He also added that when the state says it honors the bodies of terrorists despite “their crimes against humanity,” it “disgraces the victims and [the state’s] civilians.”
Almagor noted that “the US threw bin Laden away” in the sea.
Pressed by the court that these decisions are national security decisions better left to the executive branch and which courts should stay out of, Almagor responded that it believed its argument was “not just a moral one,” but also had “legal standing.”
Almagor said that if the court ordered the state to give notice to victims to allow opposition to transferring the terrorists’ bodies, it would be giving legal voice to a law prohibiting identifying with terrorist acts.
In Almagor’s interpretation, transferring terrorists’ bodies which the state know will lead to their being praised and celebrated effectively makes the state a party to identifying or advancing identification with terrorist acts, in violation of the law.
The state said it agreed that some terrorists had committed crimes against humanity, but that was not the relevant legal question in dispute.
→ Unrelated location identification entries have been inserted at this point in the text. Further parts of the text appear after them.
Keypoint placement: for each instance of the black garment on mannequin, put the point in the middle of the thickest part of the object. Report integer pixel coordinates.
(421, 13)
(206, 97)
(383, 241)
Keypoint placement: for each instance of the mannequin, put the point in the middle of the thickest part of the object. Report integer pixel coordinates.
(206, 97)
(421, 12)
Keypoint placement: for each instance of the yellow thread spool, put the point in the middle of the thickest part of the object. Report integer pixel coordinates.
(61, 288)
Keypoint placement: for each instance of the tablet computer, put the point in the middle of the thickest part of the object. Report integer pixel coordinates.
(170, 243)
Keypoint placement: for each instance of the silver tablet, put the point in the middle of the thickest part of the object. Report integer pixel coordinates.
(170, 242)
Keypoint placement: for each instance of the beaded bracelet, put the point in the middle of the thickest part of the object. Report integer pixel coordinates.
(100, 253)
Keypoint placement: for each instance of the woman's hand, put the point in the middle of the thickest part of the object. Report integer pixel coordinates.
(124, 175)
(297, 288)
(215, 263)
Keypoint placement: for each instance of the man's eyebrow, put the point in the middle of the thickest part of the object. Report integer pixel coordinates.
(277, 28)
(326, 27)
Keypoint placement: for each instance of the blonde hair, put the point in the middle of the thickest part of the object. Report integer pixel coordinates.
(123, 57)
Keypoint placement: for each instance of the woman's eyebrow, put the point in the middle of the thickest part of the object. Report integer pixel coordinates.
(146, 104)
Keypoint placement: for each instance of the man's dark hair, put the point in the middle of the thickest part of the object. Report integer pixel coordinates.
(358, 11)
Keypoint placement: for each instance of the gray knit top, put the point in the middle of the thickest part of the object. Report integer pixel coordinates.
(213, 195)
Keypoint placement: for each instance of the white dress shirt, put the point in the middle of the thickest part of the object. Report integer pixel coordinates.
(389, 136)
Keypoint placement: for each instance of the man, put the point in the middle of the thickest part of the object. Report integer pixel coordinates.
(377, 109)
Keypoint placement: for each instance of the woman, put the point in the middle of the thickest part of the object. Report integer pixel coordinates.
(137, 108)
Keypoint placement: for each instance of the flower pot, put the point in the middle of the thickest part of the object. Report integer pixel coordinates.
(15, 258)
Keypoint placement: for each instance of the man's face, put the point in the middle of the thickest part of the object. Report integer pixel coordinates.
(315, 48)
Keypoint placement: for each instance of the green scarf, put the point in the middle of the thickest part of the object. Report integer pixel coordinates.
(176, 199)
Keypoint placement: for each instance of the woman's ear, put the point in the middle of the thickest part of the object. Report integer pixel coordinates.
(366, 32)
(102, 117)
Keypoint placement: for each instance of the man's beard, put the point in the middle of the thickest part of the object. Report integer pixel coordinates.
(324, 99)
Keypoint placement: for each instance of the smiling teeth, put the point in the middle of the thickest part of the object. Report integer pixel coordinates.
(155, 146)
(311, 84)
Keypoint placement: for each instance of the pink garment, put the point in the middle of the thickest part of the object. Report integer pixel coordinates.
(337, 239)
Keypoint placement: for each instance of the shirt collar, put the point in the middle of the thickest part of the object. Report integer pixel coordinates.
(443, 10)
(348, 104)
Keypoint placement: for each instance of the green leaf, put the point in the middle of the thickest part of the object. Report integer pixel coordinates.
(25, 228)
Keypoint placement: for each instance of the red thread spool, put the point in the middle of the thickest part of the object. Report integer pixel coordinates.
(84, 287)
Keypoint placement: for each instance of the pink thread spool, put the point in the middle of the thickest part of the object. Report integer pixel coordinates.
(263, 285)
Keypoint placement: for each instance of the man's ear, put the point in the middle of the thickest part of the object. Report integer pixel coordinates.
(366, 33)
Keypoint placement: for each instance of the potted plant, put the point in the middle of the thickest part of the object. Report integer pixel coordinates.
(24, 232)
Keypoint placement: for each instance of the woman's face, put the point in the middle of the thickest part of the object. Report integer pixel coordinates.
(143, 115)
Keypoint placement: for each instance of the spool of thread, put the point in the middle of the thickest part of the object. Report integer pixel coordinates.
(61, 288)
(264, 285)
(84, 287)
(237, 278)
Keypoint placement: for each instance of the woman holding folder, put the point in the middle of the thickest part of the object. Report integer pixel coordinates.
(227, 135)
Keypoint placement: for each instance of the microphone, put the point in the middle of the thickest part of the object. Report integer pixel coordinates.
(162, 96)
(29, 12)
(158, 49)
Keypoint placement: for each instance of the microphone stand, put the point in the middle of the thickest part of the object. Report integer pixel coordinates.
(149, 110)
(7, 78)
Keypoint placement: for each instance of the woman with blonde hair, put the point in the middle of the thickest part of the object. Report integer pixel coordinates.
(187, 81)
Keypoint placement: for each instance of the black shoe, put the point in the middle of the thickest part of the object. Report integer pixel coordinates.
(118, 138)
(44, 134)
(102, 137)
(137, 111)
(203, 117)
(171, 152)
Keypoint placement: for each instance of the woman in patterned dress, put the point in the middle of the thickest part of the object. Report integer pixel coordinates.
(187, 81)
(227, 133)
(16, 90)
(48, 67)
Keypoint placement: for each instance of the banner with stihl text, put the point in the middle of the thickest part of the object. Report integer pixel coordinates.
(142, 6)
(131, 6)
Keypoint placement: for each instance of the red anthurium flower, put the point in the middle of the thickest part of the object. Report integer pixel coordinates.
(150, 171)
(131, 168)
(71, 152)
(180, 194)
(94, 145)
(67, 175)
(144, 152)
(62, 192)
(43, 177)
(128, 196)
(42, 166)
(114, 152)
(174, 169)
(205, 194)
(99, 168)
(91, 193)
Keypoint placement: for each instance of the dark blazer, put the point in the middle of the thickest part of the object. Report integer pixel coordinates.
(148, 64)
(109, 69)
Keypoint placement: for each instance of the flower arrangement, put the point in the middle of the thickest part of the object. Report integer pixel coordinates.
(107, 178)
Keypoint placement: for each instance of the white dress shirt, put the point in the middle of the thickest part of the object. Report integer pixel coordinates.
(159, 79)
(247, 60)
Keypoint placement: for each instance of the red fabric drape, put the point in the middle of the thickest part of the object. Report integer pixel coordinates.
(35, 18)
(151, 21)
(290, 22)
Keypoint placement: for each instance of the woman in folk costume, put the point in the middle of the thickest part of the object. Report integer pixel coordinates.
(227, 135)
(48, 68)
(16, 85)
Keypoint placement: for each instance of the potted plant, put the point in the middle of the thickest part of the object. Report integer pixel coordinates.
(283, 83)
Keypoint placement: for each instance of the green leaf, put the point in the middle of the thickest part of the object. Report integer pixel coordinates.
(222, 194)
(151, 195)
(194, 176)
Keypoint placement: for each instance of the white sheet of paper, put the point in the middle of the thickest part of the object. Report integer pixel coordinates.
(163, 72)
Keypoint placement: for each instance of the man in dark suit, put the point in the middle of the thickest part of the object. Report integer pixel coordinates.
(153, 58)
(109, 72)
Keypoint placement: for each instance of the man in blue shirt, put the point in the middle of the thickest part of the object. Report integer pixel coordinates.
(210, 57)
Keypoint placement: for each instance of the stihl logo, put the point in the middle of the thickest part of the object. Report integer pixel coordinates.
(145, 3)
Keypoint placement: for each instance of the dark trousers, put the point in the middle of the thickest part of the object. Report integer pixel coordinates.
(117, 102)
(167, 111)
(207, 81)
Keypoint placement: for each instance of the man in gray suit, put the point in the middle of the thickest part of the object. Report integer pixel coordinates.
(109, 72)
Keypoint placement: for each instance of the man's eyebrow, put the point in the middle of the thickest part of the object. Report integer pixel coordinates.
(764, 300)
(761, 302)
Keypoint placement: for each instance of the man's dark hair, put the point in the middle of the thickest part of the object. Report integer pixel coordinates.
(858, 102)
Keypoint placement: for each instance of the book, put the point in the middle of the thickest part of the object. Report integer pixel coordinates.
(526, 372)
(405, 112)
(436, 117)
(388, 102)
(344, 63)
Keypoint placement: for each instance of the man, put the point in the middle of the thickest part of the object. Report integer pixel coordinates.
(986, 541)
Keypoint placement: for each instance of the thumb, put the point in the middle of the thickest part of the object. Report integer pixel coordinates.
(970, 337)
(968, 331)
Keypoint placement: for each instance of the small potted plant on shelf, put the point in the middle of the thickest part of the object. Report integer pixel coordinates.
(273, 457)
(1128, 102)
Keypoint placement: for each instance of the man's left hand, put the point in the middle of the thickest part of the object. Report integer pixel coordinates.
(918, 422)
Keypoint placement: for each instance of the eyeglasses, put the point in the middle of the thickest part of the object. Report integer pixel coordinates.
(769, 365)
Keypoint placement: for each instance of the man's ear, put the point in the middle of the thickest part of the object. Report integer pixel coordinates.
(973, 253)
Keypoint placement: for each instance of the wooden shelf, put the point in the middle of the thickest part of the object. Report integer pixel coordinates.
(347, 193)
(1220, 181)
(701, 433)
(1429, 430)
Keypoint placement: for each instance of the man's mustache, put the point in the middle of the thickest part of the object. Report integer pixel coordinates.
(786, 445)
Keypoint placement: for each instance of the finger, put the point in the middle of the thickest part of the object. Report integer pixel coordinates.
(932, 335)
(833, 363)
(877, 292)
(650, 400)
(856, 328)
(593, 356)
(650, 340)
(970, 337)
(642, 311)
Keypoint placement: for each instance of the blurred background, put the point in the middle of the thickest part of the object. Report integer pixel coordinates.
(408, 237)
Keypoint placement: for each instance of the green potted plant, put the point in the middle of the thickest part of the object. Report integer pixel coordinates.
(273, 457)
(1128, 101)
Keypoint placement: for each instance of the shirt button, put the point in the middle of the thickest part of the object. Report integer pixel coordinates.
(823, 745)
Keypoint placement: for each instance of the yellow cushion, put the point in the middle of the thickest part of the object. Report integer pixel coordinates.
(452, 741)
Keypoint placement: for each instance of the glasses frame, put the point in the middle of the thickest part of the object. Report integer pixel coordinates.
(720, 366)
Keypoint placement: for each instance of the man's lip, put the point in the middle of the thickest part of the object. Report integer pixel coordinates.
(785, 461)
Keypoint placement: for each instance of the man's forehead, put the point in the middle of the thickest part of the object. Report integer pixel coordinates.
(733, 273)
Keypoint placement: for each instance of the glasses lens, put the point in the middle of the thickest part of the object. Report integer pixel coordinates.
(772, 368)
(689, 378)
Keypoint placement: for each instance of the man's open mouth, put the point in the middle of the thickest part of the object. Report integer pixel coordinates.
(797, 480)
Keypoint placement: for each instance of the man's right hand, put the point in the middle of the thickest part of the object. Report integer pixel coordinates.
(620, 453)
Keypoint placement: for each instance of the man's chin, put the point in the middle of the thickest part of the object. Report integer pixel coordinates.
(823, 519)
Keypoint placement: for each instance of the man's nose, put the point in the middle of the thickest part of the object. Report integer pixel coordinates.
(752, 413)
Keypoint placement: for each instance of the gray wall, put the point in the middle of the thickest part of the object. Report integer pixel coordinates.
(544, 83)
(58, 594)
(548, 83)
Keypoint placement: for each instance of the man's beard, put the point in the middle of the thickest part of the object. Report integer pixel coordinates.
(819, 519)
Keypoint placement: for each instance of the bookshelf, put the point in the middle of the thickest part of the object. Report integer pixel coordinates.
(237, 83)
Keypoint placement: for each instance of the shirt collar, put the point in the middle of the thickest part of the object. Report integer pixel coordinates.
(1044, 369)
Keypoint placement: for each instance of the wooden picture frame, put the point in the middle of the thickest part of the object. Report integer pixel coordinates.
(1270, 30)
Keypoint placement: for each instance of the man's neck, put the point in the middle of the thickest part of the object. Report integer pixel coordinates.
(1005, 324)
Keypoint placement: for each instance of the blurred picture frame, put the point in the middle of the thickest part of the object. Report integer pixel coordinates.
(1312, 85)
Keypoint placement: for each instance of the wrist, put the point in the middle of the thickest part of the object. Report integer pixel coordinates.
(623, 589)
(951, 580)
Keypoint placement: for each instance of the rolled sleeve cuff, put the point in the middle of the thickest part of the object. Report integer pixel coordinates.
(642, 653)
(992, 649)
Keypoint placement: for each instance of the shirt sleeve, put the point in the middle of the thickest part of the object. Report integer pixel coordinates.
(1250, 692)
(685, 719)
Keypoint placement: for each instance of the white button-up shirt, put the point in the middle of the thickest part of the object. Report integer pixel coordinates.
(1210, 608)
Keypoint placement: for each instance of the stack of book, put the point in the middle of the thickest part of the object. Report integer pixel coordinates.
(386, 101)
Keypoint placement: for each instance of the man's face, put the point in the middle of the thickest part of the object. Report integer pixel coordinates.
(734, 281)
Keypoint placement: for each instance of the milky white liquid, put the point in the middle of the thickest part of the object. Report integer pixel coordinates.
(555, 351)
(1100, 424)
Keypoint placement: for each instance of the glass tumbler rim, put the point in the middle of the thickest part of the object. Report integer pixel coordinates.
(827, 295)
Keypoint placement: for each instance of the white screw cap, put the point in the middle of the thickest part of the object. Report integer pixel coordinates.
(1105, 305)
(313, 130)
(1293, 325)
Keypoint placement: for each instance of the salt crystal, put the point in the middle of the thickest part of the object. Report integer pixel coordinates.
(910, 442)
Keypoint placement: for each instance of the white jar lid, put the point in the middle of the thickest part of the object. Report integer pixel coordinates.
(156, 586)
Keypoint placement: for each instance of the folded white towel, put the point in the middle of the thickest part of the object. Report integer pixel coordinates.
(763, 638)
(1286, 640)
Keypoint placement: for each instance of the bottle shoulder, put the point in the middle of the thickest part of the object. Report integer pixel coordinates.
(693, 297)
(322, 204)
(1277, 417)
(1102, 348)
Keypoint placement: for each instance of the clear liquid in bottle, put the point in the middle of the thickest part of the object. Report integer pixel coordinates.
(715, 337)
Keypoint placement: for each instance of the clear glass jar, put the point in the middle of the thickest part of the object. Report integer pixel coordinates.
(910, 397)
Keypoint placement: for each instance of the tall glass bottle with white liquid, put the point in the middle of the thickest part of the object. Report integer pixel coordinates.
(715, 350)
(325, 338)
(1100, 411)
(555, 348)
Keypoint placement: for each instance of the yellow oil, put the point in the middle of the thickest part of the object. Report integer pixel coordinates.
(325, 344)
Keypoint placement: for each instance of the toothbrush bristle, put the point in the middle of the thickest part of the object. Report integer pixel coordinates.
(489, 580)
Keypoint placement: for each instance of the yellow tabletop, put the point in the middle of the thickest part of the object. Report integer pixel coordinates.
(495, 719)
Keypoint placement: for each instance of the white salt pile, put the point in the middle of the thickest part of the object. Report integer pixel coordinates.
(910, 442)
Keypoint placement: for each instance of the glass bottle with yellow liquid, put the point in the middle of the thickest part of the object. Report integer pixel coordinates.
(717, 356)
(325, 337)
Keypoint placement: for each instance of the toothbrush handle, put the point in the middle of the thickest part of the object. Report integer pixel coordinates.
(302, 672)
It noted that terrorist bodies which remain in Israel’s hands get buried, and no one is appealing against this practice.
The state said that it continues to try to negotiate with the PA to receive guarantees that returned bodies will not be the subject of celebration, but has never obtained an agreement.
It also argued that Almagor misinterpreted the law giving 48 hours notice to terror victims regarding the return of live terrorists to the PA.
Rather, the state attorney said that there is no right to veto the transfer, only a right to register protest to the transfer.
Ultimately, the state agreed to a compromise: It would not give advance notice of transferring terrorists’ bodies, but it agreed that terror victims could appeal on the issue to the Defense Ministry at any time.
Almagor head Meir Indor said that the courts’ failure to compel the state to give notice showed “the bankruptcy of the courts.”
He also expressed dismay that the state was accepting “terrorists’ argument that they have a political agenda,” and the idea that courts cannot intervene as they can in dealing with lesser criminals.